Episode 25: The Gunfighters.
Companions: The 1st Doctor, Steven Taylor and Dodo.
Air Date: Four episodes. 30th April to 21st May 1966.
Arriving in the town of Tombstone, the First Doctor finds himself involved with gunmen out to kill Doc Holliday.
If ever there was a time zone that would, or should, work perfectly for a time travel adventure series, the Wild West is it. The Gunfighters almost pulls it off. It is a good fun story that doesn't take itself too seriously but I find myself wondering if had it been made several years later would it have worked even better. But I can't argue as William Hartnell swaggers around Tombstone as though he belongs there and it is great.
The only downer to this story is the "Ballad of the Last Chance Saloon" which gets played over and over again, with some occasional variaton, throughout all four parts of this story. It gets a bit much to be honest.
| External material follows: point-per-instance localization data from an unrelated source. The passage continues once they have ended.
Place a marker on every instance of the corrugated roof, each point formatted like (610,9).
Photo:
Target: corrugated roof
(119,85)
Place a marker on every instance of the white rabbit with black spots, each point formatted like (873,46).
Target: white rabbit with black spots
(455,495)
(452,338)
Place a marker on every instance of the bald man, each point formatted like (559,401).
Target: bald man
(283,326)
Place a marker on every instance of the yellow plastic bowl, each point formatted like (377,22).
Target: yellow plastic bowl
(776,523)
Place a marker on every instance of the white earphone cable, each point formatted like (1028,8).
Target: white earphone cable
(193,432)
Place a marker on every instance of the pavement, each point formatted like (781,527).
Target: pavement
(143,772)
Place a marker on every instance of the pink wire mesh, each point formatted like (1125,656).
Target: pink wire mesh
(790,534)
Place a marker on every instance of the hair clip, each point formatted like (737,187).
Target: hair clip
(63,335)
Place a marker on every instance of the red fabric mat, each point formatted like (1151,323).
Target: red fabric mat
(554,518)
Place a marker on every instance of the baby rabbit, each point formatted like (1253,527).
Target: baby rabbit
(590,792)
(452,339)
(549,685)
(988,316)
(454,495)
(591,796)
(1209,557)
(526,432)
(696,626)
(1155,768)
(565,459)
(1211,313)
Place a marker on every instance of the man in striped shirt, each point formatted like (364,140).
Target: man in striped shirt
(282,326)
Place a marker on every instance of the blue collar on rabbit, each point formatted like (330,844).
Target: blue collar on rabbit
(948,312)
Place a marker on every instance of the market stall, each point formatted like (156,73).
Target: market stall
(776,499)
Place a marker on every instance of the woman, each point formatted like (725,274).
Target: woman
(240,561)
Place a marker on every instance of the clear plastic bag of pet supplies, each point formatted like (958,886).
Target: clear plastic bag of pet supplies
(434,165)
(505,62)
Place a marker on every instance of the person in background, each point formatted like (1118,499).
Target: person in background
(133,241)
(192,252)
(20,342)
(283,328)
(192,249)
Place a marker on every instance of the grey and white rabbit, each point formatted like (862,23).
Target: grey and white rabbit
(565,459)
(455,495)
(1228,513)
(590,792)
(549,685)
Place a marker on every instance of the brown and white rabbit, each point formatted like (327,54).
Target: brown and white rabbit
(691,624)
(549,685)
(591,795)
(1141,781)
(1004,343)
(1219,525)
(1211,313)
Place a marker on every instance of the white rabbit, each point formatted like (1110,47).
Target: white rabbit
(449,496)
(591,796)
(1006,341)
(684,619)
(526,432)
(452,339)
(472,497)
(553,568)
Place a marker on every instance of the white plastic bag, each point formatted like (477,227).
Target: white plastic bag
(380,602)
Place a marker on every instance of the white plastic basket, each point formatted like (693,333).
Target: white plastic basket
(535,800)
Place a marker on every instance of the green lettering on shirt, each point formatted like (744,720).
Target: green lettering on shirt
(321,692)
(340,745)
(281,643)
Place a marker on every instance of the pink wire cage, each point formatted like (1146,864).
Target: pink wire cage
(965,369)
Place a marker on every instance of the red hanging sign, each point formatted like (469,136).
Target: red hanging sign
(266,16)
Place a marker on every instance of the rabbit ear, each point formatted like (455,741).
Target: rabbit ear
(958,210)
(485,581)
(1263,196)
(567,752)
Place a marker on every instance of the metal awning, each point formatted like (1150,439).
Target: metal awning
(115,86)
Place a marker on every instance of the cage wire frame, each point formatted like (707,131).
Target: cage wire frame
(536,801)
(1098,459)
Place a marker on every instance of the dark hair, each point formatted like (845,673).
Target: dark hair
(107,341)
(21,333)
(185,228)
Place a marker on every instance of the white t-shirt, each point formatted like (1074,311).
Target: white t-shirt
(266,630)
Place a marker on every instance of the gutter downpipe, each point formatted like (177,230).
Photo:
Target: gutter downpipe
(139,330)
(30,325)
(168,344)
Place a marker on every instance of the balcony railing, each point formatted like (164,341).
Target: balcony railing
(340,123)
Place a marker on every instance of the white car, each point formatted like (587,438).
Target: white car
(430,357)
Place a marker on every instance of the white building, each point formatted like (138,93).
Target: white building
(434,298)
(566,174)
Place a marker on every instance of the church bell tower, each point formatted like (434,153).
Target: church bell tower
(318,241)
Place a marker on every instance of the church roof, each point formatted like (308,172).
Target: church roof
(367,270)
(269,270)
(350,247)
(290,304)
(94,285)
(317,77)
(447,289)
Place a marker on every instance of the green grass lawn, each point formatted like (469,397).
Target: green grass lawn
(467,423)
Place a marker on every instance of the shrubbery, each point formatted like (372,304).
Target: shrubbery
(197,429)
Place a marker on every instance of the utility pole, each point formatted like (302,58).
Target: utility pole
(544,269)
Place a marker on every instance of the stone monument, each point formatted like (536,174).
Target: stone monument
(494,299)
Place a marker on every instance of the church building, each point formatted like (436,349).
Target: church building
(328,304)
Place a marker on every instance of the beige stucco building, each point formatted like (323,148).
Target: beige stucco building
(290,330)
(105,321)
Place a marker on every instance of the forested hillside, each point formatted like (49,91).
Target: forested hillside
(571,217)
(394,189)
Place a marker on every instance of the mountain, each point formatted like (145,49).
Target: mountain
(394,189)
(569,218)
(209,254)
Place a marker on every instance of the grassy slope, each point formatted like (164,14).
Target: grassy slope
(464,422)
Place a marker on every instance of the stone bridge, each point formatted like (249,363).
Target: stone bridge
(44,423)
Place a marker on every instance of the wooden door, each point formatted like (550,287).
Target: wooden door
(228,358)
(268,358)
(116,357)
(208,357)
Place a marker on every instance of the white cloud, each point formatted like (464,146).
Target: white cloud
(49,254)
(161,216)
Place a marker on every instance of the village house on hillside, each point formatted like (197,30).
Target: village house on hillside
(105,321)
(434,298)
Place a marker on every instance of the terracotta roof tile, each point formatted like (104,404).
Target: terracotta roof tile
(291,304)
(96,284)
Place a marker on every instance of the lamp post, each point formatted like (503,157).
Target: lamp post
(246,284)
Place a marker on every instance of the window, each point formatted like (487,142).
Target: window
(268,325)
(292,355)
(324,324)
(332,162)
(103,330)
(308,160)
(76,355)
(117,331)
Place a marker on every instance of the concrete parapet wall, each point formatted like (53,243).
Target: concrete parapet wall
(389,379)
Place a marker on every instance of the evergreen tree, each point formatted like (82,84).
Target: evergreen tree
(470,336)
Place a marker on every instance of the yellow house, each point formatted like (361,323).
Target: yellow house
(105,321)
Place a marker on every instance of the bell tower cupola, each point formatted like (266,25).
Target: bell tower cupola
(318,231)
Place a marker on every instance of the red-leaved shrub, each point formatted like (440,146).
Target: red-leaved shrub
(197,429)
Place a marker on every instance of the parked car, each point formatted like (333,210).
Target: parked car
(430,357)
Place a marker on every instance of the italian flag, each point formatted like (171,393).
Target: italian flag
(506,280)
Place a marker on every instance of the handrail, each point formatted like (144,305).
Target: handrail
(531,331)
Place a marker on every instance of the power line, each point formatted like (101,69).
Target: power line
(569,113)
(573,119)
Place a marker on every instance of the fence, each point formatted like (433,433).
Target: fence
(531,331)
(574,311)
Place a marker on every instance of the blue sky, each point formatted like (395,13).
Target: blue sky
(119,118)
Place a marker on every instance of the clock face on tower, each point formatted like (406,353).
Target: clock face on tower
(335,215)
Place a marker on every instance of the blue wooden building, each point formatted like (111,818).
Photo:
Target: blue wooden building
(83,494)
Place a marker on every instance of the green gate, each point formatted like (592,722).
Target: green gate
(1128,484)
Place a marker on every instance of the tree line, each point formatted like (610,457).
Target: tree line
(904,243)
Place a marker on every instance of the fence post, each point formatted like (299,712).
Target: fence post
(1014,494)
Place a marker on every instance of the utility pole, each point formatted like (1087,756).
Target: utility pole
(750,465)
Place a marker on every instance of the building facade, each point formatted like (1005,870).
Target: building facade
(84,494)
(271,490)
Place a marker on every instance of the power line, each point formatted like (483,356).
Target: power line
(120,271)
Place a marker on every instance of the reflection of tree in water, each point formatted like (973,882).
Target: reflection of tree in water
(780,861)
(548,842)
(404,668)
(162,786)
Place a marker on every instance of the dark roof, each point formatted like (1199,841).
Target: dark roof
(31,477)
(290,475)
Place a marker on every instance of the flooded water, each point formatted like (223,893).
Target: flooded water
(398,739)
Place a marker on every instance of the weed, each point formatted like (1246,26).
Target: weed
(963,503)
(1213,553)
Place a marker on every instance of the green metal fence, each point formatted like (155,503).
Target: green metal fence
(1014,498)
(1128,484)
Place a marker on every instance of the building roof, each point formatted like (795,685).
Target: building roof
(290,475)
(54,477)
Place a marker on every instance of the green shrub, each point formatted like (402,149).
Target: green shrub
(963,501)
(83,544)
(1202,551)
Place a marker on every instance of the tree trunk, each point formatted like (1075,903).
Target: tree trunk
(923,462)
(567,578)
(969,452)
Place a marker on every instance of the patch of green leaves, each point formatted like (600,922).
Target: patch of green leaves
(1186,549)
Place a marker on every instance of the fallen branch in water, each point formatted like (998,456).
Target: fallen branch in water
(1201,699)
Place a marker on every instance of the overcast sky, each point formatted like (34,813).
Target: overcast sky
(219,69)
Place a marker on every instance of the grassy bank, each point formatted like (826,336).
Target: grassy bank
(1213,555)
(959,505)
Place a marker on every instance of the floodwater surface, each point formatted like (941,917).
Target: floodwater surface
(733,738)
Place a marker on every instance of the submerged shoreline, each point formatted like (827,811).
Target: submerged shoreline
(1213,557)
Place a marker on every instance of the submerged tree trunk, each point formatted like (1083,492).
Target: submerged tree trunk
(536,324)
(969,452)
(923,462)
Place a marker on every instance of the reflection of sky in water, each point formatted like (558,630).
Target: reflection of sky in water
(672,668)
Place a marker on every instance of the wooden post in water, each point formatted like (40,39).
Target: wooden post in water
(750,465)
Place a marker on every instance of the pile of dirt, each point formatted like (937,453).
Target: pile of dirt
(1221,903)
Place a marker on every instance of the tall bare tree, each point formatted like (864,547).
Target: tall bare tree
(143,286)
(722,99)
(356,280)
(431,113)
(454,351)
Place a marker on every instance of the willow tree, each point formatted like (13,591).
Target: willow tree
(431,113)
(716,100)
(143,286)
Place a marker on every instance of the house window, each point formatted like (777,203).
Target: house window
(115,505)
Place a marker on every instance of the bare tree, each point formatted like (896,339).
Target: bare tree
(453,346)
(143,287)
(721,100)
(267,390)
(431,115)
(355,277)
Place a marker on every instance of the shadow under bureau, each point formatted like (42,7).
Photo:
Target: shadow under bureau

Which brings me to the last point, and that is that the story is historically inaccurate. According to the Dr Who wiki:
The storyline of the serial makes several notable departures from the historical fact. In reality, Bat Masterson, Johnny Ringo, Warren Earp and Phineas Clanton were not present in Tombstone in October 1881. Consequently, neither Ringo nor Phineas Clanton participated in the Gunfight at the O. K. Corral and were therefore not casualties of it as portrayed here. Warren Earp did not die until July 1900, almost nineteen years after the events of this story take place. Phineas' brother Ike Clanton survived the gunfight whereas their father Pa Clanton had died the previous August. Conversely, no reference is made to four of the gunfight's actual participants: Warren, Wyatt and Virgil Earp's brother Morgan Earp and the Clanton brothers' fellow outlaw cowboys Billy Claiborne and Tom and Frank McLaury. Furthermore, Doc Holliday was only 30 years old in 1881 in real life whereas Anthony Jacobs was 48 in 1966.